One of the first African American women to anchor a major political talk show, Ifill was an ever-authoritative, charming, and deeply informed moderator on PBS’s Washington Week and, later, NewsHour, where she served as co-anchor. “She was one of the best human beings I ever worked with,” remembers Alan Murray, Time Inc.’s chief content officer and my boss at Fortune, who was often one of Ifill’s guests at the “Washington Week” roundtable. “She was smart, considerate, focused—an absolute joy to work with. There are people who have TV personas. Ifill didn’t,” he says. “She was that wonderful.”

As much as Ifill’s life was inspirational, though, her death is a clarion call for medical and public health innovators. Just over 60,000 cases of uterine cancer will be diagnosed this year, of which roughly nine in 10 will begin in cells of the endometrium—the lining of the uterus. (Cancers of the uterine cervix are counted separately.) Incidence rates in American women, and in other developed countries, have been increasing in recent years—with the rate of new cases in those under age 50 climbing by 1.3% a year since 1988.

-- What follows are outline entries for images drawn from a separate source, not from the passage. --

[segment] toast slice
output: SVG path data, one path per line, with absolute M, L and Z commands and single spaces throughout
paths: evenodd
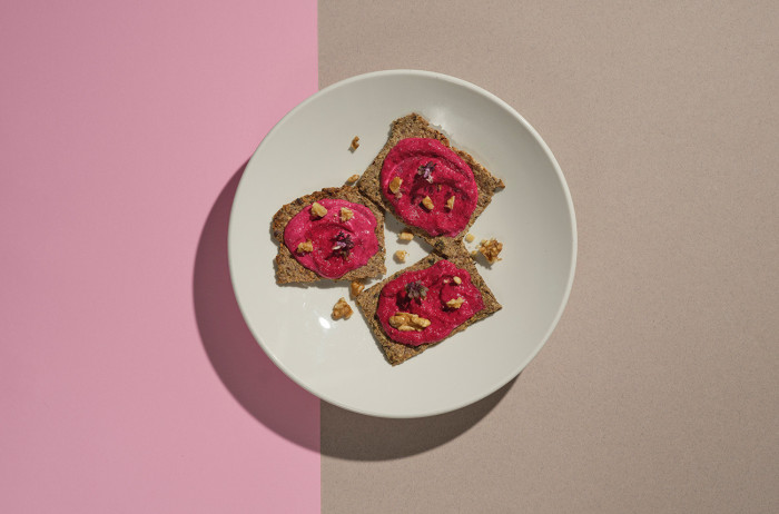
M 312 192 L 310 195 L 297 198 L 282 207 L 273 217 L 270 230 L 274 239 L 278 241 L 278 254 L 276 255 L 276 283 L 277 284 L 306 284 L 316 283 L 319 280 L 329 280 L 318 275 L 315 271 L 298 263 L 289 251 L 289 248 L 284 244 L 284 229 L 289 220 L 295 217 L 300 210 L 315 201 L 333 198 L 351 201 L 353 204 L 362 204 L 376 217 L 376 239 L 378 239 L 378 251 L 368 259 L 368 261 L 357 269 L 353 269 L 335 280 L 356 280 L 358 278 L 381 277 L 387 271 L 384 266 L 385 248 L 384 248 L 384 214 L 382 209 L 376 207 L 369 199 L 361 195 L 361 192 L 351 186 L 339 188 L 325 188 L 321 191 Z
M 408 360 L 410 358 L 420 355 L 422 352 L 426 350 L 427 348 L 435 346 L 440 343 L 443 343 L 444 340 L 448 339 L 453 335 L 455 335 L 458 332 L 464 330 L 467 328 L 470 325 L 486 318 L 487 316 L 496 313 L 500 310 L 501 304 L 497 303 L 497 299 L 495 299 L 495 295 L 492 294 L 487 285 L 484 283 L 484 279 L 482 276 L 479 274 L 476 270 L 476 267 L 473 264 L 473 259 L 471 259 L 471 256 L 467 254 L 465 250 L 465 247 L 462 245 L 462 243 L 457 243 L 455 254 L 453 256 L 446 257 L 447 260 L 450 260 L 452 264 L 457 266 L 458 268 L 463 268 L 467 270 L 469 274 L 471 274 L 471 281 L 473 283 L 474 286 L 481 291 L 482 294 L 482 300 L 484 302 L 484 308 L 480 310 L 479 313 L 474 314 L 471 316 L 469 319 L 466 319 L 462 325 L 457 326 L 454 330 L 450 333 L 444 339 L 436 342 L 436 343 L 427 343 L 427 344 L 422 344 L 420 346 L 411 346 L 411 345 L 404 345 L 401 343 L 396 343 L 392 340 L 386 333 L 384 332 L 384 328 L 382 327 L 381 322 L 376 317 L 376 310 L 378 309 L 378 297 L 382 293 L 382 289 L 384 286 L 389 283 L 391 280 L 394 280 L 406 271 L 416 271 L 418 269 L 425 269 L 431 266 L 433 266 L 435 263 L 438 260 L 443 259 L 445 257 L 437 255 L 435 253 L 430 254 L 427 257 L 423 258 L 422 260 L 417 261 L 416 264 L 402 269 L 394 274 L 393 276 L 385 278 L 381 283 L 372 286 L 368 289 L 365 289 L 363 293 L 361 293 L 357 296 L 357 307 L 359 310 L 363 313 L 363 316 L 365 316 L 365 320 L 367 322 L 368 326 L 371 327 L 371 332 L 373 332 L 374 337 L 376 338 L 376 342 L 378 345 L 382 347 L 384 350 L 384 354 L 387 358 L 387 362 L 392 364 L 393 366 L 396 366 L 401 363 L 404 363 L 405 360 Z
M 386 158 L 389 150 L 392 150 L 393 147 L 397 145 L 400 140 L 406 138 L 437 139 L 444 146 L 454 150 L 473 170 L 473 176 L 476 180 L 476 187 L 479 188 L 479 200 L 476 202 L 476 208 L 471 215 L 471 219 L 469 220 L 467 226 L 463 228 L 463 230 L 460 234 L 457 234 L 455 237 L 431 237 L 426 230 L 408 226 L 408 228 L 412 233 L 414 233 L 414 235 L 420 236 L 421 238 L 430 243 L 433 246 L 433 248 L 435 248 L 435 250 L 440 254 L 446 256 L 456 255 L 458 241 L 463 238 L 465 234 L 467 234 L 471 226 L 474 224 L 476 218 L 479 218 L 479 216 L 484 211 L 486 206 L 490 205 L 490 201 L 492 200 L 495 190 L 504 187 L 503 181 L 499 178 L 493 177 L 493 175 L 490 171 L 487 171 L 487 169 L 484 168 L 482 165 L 476 162 L 476 160 L 473 157 L 471 157 L 470 154 L 454 148 L 450 144 L 446 136 L 431 127 L 430 122 L 425 118 L 417 115 L 416 112 L 412 112 L 411 115 L 404 116 L 403 118 L 398 118 L 392 122 L 392 130 L 389 132 L 389 138 L 387 139 L 386 145 L 384 145 L 384 148 L 382 148 L 382 150 L 378 152 L 378 155 L 373 160 L 371 166 L 368 166 L 365 172 L 363 172 L 363 176 L 357 182 L 357 187 L 359 188 L 363 195 L 365 195 L 375 204 L 384 207 L 386 210 L 389 210 L 393 214 L 395 214 L 395 211 L 392 205 L 388 201 L 386 201 L 384 195 L 382 195 L 379 175 L 382 172 L 384 159 Z M 398 219 L 401 218 L 398 217 Z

On the whole, it’s one of the more treatable cancers—with five-year survival rates at 83%. But there are two catches with that: the first is that the relatively high survival rate masks the fact that an estimated 10,470 women will die of the disease in 2016—yes, a staggeringly high number. And the second is that survival rates in African American women are—as they are in so many cancers—significantly lower than they are for whites: with 66% of black women surviving five years from diagnosis versus 85% of white women.

Cases of endometrial cancers are caught, as a rule, haphazardly—when women experience unusual spotting or bleeding and go to the doctor. There is no simple blood test, for example, that can detect these cancers early on when they may be more treatable.

One recent study suggests that certain proteins that activate other proteins (called proprotein convertases) may be sharply elevated in women across all stages of endometrial cancer, and may be detectable through a biochemical test—though that test, as of now, relies on getting fluid directly from the uterine cavity, and so is likely to be too invasive for widespread use. And last month, in another sign of progress, a research team at Yale reported finding a group of genetic mutations that are common to one of the deadliest subtypes of endometrial cancer, tumors known as carcinosarcomas. That, too, may offer an early warning one day.

But the slow pace of discovery here offers an opportunity for new methods of detection. I’ll report on some of those in future essays.